Raj Bhakta Turned Whistlepig into a Premier Rye Whiskey by Sourcing it in canada and selling it as a small-batch American Pastoral.Now he wants to make good on the marketing in vermont.But his partners want him out.
For much of his adult life, Raj Bhakta has lost, and a lot of people have seen him do it. First there was his turn on Season 2 of The Apprentice; he was fired in the ninth episode. Then there was his disastrous run for Congress as a Republican in Pennsylvania’s 13th District; he lost by 32 points. Of course, Bhakta didn’t do himself any favors. On The Apprentice, he was known for his lady-chasing ways; when he ran for Congress, he made an ad about border security in which he crossed the Rio Grande on an elephant while a mariachi band played in the background. There are a few DUI citations on his record. Google Image search him, and you’re likely to see him smirking, with a boarding school-worthy forelock of hair and bow tie that combine to frame a perfect strike zone for your fist.

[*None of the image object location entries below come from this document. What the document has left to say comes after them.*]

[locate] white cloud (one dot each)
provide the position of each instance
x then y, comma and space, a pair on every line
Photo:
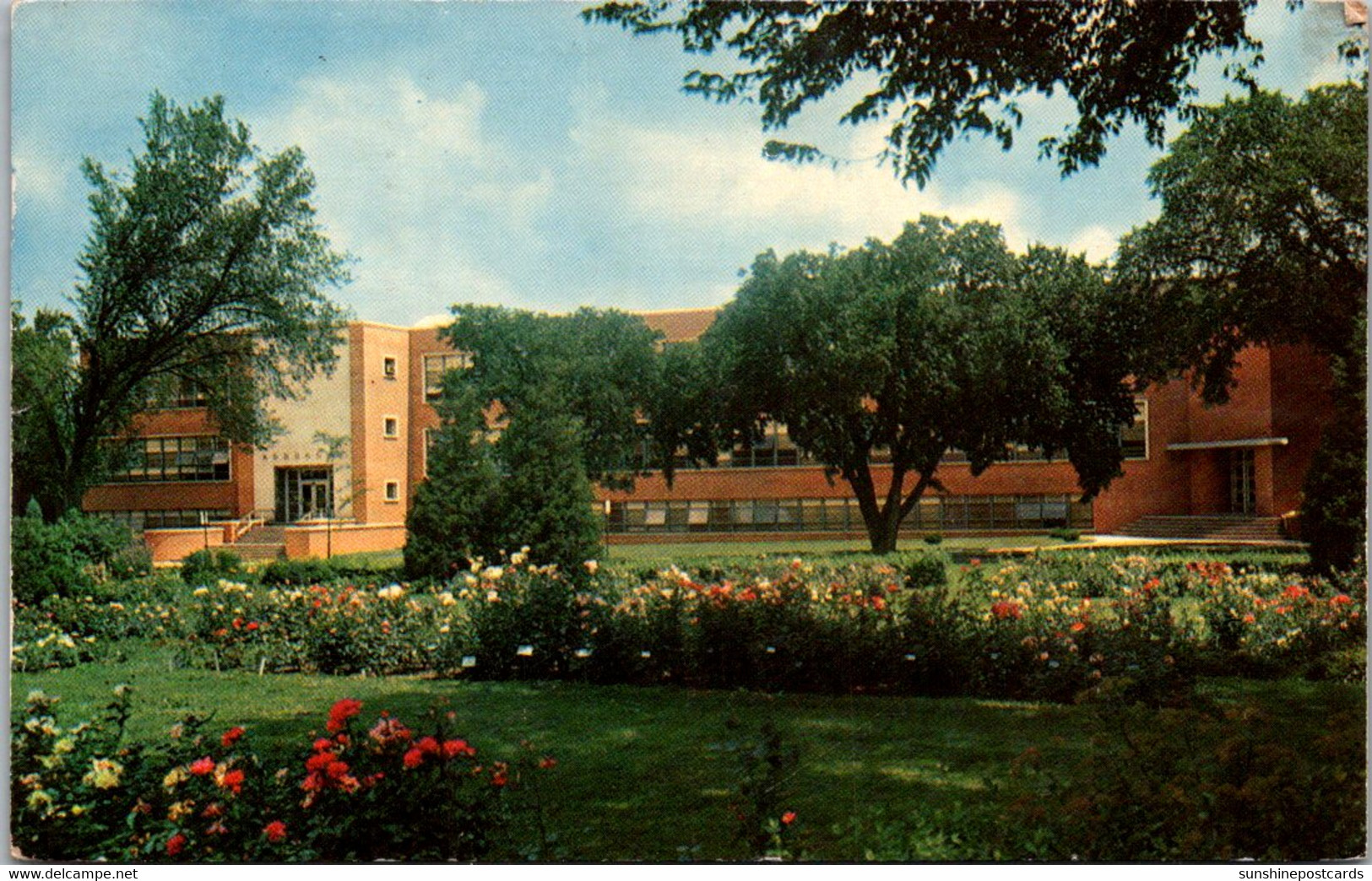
44, 181
722, 181
406, 180
1097, 242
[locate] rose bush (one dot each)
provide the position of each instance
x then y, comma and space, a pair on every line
358, 792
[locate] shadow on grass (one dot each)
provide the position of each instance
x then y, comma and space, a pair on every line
637, 777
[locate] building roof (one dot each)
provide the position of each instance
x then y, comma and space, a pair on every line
680, 326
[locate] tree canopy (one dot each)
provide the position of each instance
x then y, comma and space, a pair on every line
944, 69
601, 367
941, 339
204, 268
1262, 239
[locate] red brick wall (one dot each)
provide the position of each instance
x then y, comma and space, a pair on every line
1301, 411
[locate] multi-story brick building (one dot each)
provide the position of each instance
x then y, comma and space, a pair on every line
355, 449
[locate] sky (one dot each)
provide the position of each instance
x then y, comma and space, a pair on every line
512, 154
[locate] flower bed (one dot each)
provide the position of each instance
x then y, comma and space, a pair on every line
1042, 627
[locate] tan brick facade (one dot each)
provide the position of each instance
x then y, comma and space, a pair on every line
1275, 418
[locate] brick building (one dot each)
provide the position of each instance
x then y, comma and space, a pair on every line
355, 449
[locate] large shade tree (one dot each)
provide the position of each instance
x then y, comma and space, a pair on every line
935, 70
1262, 239
204, 268
601, 367
941, 339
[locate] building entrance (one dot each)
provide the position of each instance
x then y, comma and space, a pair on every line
303, 495
1240, 482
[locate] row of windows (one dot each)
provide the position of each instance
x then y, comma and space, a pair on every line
138, 521
438, 365
155, 460
841, 515
180, 394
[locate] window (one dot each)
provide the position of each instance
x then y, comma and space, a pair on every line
180, 392
155, 460
437, 367
933, 514
1134, 440
430, 436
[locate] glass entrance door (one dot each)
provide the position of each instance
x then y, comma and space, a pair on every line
303, 493
1240, 482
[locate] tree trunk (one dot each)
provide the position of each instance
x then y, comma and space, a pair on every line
882, 532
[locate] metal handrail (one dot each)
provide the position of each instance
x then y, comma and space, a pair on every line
247, 522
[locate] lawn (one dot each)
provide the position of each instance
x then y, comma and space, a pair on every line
637, 777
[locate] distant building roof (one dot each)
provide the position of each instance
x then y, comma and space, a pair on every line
678, 326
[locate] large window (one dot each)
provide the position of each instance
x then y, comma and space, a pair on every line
1134, 440
435, 367
180, 392
138, 521
155, 460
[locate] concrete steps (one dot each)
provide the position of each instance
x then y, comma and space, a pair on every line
1207, 527
261, 543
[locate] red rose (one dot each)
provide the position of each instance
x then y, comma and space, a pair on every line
453, 749
234, 781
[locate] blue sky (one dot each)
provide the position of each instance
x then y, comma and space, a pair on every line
508, 153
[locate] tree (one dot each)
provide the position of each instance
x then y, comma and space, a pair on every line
458, 510
944, 69
572, 400
548, 495
1262, 239
601, 367
204, 267
939, 341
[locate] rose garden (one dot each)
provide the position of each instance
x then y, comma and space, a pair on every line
1055, 705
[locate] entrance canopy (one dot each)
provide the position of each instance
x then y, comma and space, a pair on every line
1227, 445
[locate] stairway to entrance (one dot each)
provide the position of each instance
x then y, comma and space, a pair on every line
1207, 527
261, 543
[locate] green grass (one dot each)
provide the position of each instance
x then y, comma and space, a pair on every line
724, 552
369, 559
636, 776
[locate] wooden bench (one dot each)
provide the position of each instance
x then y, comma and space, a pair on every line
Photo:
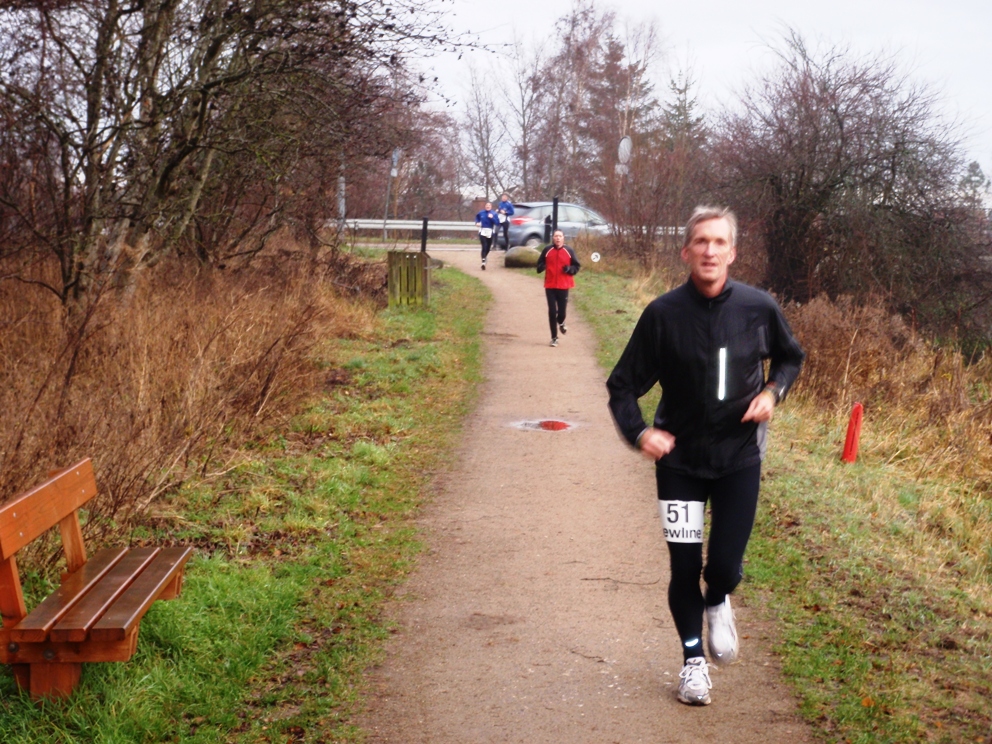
94, 614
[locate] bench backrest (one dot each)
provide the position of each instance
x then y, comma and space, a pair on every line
35, 512
38, 510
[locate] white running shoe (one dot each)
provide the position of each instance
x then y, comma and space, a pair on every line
723, 633
694, 684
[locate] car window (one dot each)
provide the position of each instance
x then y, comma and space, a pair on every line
570, 213
593, 219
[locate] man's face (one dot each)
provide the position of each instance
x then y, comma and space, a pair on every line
709, 253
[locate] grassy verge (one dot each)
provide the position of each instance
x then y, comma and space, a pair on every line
881, 598
298, 547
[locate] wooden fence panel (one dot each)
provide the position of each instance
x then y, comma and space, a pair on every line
409, 278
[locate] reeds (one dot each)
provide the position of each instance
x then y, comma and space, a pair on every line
160, 383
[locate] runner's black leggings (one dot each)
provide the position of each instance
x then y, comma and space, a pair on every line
557, 300
487, 243
733, 501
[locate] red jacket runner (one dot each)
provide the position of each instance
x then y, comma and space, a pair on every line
559, 265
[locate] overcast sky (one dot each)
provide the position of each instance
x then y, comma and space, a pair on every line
726, 43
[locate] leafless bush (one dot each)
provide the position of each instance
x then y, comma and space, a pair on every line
156, 386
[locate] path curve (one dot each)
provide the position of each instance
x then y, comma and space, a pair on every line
538, 613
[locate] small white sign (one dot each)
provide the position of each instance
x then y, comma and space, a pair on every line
682, 520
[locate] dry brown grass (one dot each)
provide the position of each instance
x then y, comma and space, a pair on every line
926, 405
161, 384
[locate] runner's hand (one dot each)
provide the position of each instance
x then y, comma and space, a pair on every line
761, 409
656, 443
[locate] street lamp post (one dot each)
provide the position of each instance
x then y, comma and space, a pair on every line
393, 172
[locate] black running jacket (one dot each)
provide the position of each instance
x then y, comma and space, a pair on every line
708, 356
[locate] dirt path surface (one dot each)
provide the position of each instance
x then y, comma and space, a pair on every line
539, 613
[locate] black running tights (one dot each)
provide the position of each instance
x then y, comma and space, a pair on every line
487, 244
557, 300
733, 501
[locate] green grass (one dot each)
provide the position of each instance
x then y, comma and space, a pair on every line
882, 599
297, 549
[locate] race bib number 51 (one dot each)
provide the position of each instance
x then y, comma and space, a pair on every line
682, 520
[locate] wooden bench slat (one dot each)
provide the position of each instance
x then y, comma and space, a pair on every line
76, 624
38, 510
69, 653
130, 607
36, 626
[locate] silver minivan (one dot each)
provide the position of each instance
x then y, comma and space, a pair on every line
527, 222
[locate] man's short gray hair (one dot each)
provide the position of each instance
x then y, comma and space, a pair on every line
703, 213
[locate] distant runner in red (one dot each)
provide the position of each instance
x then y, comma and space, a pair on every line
559, 263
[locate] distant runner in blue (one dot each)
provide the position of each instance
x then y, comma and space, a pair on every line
488, 224
504, 212
706, 342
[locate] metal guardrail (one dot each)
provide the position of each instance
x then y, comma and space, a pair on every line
434, 225
441, 226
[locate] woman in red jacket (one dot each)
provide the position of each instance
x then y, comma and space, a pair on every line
560, 265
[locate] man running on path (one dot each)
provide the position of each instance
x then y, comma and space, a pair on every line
705, 342
559, 263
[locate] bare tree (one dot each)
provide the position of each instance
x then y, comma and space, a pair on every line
523, 102
848, 177
486, 135
121, 114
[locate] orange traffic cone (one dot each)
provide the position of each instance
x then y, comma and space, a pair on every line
853, 434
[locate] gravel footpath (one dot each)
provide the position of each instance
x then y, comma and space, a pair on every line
539, 612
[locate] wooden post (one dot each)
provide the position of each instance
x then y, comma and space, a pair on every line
409, 278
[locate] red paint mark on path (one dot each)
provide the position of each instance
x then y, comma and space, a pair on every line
543, 425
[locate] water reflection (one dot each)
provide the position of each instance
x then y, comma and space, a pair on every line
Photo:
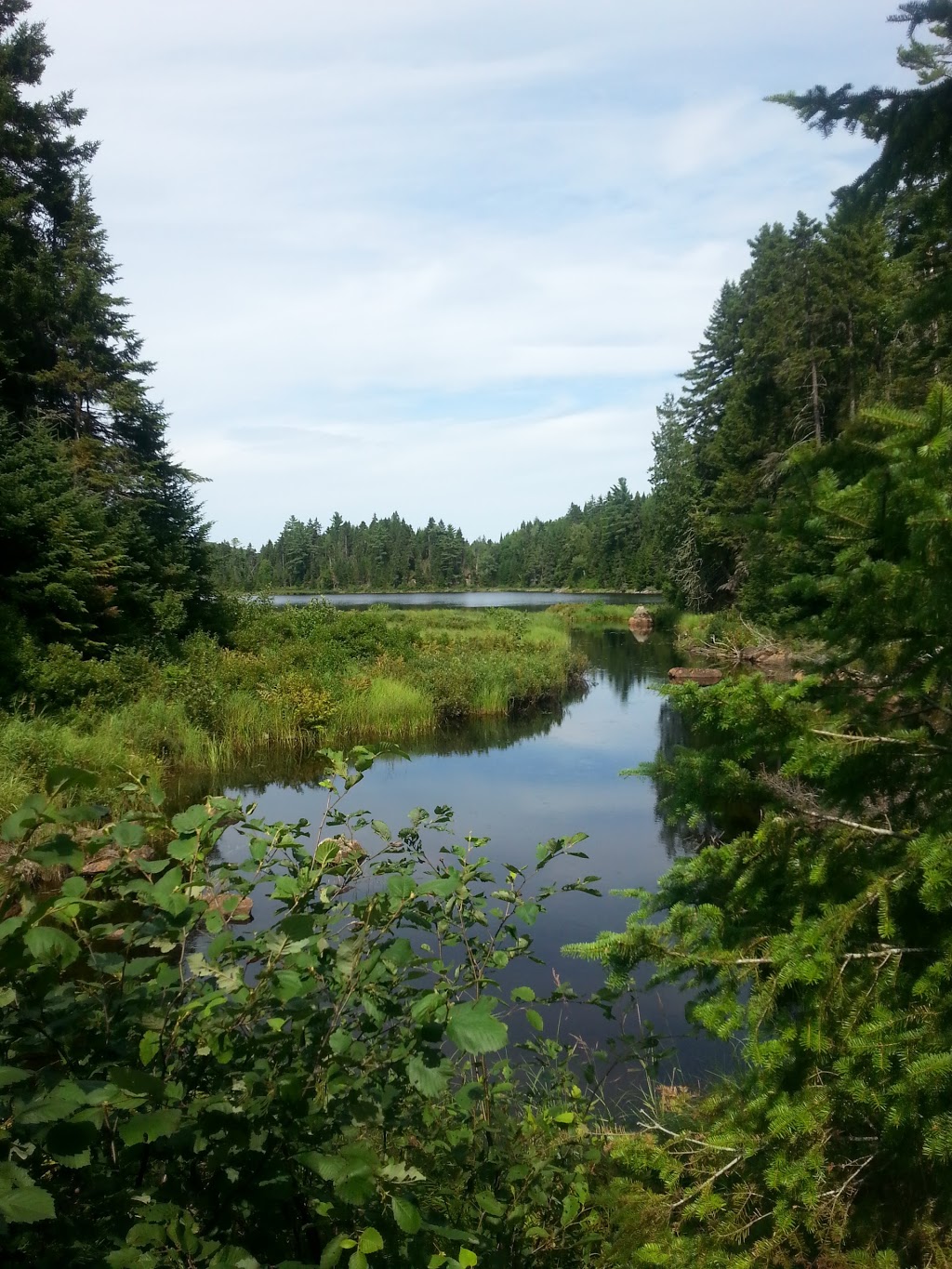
527, 779
468, 599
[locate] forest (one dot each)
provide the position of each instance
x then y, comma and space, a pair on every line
608, 543
364, 1077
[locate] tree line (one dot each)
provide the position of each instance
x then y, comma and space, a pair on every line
100, 538
607, 543
827, 319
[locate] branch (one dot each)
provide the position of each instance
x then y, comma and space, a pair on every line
706, 1183
874, 955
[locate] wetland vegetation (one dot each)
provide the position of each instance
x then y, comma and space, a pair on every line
372, 1074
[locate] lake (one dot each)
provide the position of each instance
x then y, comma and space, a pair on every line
469, 599
524, 779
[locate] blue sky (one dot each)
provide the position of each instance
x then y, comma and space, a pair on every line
441, 258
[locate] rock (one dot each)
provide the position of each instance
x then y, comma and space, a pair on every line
685, 674
350, 852
216, 900
103, 859
641, 622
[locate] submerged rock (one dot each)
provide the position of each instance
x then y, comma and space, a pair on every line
641, 622
685, 674
216, 900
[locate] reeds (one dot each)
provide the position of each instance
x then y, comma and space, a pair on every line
292, 681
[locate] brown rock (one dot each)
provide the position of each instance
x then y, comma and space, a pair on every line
216, 900
685, 674
350, 852
641, 622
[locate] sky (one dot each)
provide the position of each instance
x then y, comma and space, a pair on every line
441, 257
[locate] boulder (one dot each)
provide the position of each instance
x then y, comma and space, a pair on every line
216, 900
685, 674
350, 853
641, 622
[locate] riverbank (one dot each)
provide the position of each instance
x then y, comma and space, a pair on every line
292, 679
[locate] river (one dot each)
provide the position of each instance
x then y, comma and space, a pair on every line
531, 778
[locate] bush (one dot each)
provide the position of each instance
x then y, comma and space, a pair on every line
330, 1084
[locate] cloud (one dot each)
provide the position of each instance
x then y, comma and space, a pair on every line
443, 258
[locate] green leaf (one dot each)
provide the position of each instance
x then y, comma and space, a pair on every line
128, 835
48, 943
339, 1040
58, 852
149, 1047
405, 1214
191, 821
13, 1075
399, 953
139, 1083
334, 1251
27, 1206
428, 1080
490, 1205
150, 1126
69, 778
59, 1102
70, 1143
473, 1029
371, 1240
18, 825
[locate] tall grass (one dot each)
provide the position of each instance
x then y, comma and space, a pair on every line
294, 679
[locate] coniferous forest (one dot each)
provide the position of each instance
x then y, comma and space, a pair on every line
365, 1077
605, 545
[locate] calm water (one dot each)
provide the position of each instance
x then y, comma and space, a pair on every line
523, 781
468, 599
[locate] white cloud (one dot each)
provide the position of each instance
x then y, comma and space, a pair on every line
443, 258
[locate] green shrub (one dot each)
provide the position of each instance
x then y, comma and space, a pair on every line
332, 1084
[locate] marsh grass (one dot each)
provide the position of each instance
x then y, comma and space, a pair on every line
294, 681
597, 613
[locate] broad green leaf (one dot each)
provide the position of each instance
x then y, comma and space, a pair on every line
70, 1143
27, 1206
473, 1029
191, 821
400, 887
59, 1102
60, 851
369, 1241
339, 1040
69, 778
139, 1083
406, 1214
399, 953
20, 824
428, 1080
48, 943
150, 1126
489, 1203
13, 1075
128, 835
149, 1047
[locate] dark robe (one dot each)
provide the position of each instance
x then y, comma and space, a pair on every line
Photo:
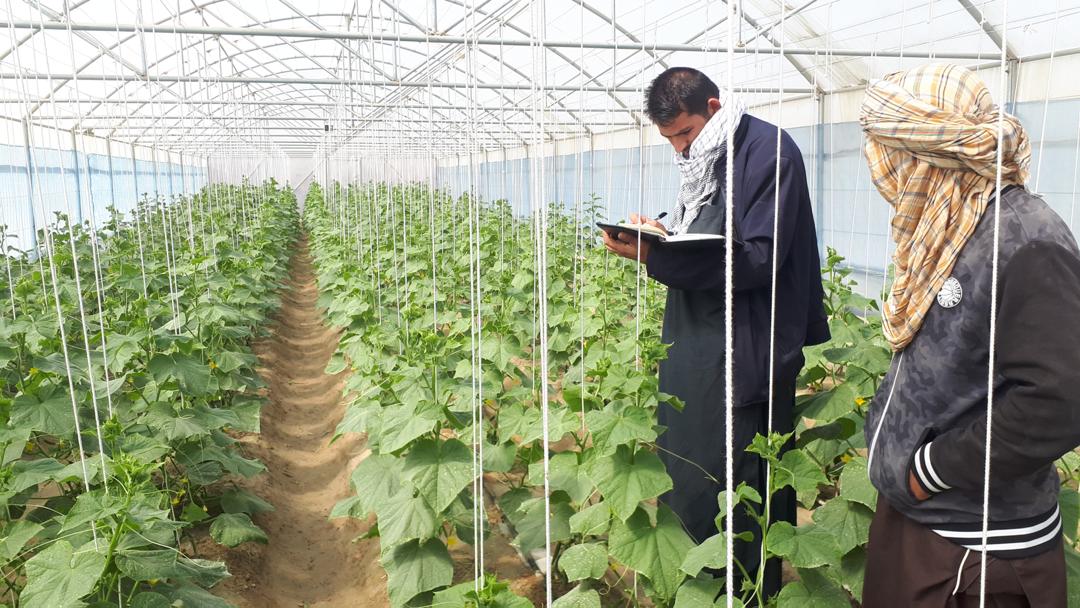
693, 326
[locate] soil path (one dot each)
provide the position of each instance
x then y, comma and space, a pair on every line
310, 561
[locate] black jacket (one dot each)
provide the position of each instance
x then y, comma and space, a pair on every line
929, 415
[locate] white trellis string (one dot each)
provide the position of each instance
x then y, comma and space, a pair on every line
1045, 102
1002, 82
729, 332
540, 208
75, 262
46, 232
772, 304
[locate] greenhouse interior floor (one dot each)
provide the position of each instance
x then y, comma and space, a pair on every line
309, 561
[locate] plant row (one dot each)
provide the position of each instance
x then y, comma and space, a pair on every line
440, 298
125, 376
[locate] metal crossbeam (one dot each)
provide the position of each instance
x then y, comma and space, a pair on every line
338, 35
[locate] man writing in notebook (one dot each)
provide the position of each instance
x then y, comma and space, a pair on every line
697, 118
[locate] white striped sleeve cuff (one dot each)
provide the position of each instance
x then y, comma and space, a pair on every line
923, 468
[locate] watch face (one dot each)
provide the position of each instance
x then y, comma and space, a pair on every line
950, 293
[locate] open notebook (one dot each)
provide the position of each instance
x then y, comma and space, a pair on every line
653, 234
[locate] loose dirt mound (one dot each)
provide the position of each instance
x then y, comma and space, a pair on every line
309, 562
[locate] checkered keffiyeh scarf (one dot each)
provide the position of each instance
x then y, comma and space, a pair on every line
699, 179
932, 146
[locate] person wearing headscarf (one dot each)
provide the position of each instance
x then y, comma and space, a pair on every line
986, 293
705, 126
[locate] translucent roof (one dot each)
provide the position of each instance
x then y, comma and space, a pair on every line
309, 77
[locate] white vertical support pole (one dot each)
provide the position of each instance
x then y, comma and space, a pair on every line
135, 174
112, 179
78, 177
29, 184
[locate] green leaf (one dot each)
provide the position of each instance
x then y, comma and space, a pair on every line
402, 426
581, 562
376, 480
162, 564
462, 594
150, 599
1071, 576
1068, 500
849, 523
812, 591
592, 521
239, 500
800, 472
51, 415
837, 430
829, 405
92, 507
578, 597
192, 513
440, 470
531, 518
232, 529
806, 546
499, 458
712, 553
191, 596
29, 473
564, 473
499, 349
851, 572
652, 551
700, 593
855, 484
520, 422
619, 423
190, 373
406, 516
14, 536
415, 567
625, 478
59, 577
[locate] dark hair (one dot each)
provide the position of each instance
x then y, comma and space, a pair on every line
676, 91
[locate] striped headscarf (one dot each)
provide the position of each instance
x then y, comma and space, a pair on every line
698, 172
932, 148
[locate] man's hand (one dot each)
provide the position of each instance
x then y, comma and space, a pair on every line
916, 488
634, 218
626, 244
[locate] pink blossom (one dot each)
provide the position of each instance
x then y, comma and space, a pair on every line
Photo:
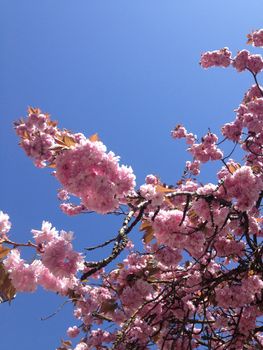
5, 224
220, 58
256, 38
73, 332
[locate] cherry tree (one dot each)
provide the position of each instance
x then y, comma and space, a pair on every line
198, 282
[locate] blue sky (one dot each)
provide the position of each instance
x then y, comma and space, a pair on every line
125, 69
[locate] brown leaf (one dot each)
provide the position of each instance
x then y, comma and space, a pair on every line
148, 235
7, 290
52, 165
145, 224
69, 141
94, 137
108, 306
32, 110
162, 189
4, 251
233, 168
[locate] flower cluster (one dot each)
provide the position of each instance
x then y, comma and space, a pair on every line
83, 166
197, 283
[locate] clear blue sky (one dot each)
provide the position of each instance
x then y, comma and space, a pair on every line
125, 69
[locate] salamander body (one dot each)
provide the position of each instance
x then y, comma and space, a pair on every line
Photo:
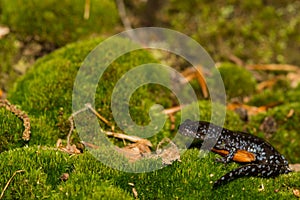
260, 157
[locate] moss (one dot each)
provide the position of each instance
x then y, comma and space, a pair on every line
226, 31
88, 178
285, 137
45, 92
57, 22
238, 81
8, 52
41, 179
11, 131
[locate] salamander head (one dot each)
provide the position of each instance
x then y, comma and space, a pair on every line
193, 129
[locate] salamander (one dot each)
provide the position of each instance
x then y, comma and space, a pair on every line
259, 157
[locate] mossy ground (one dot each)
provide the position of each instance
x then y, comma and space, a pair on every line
191, 178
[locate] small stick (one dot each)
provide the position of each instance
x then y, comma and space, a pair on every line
9, 181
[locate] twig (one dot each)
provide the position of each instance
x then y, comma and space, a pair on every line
9, 181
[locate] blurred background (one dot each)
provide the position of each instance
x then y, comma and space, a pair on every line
243, 32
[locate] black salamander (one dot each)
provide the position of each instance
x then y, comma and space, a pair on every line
262, 158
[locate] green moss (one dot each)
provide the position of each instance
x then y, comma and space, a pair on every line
238, 81
8, 52
57, 22
11, 130
41, 179
247, 29
45, 92
191, 178
285, 139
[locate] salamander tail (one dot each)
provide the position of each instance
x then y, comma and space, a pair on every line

Now, Bhakta is selling a “boutique” rye whiskey, WhistlePig, out of his farm in Vermont. At first glance this might appear to be just another page in the D-List Celebrity Handbook (Chapter 4: Monetize Your Brand!). But here’s the nutso thing. Bhakta has actually made something out of WhistlePig. If cocktails are still the new hotness, and whiskey remains at the center of that hotness, then rye—a spicier, drier brother to bourbon—is its plasmic, fusion-reactor core. Bhakta got there before most. “You go back to maybe 2003, 2004,” says Frank Coleman of the Distilled Spirits Council, “we were even considering not tracking rye anymore because it was just so small.” Since 2009, however, interest in the spirit has skyrocketed, with supplier revenue jumping 609 percent through last year. Bhakta introduced WhistlePig in 2010 and has seen sales go from $1 million in its first year to more than $10 million in 2015. Like a wise man from Van Halen once said: Everybody wants some.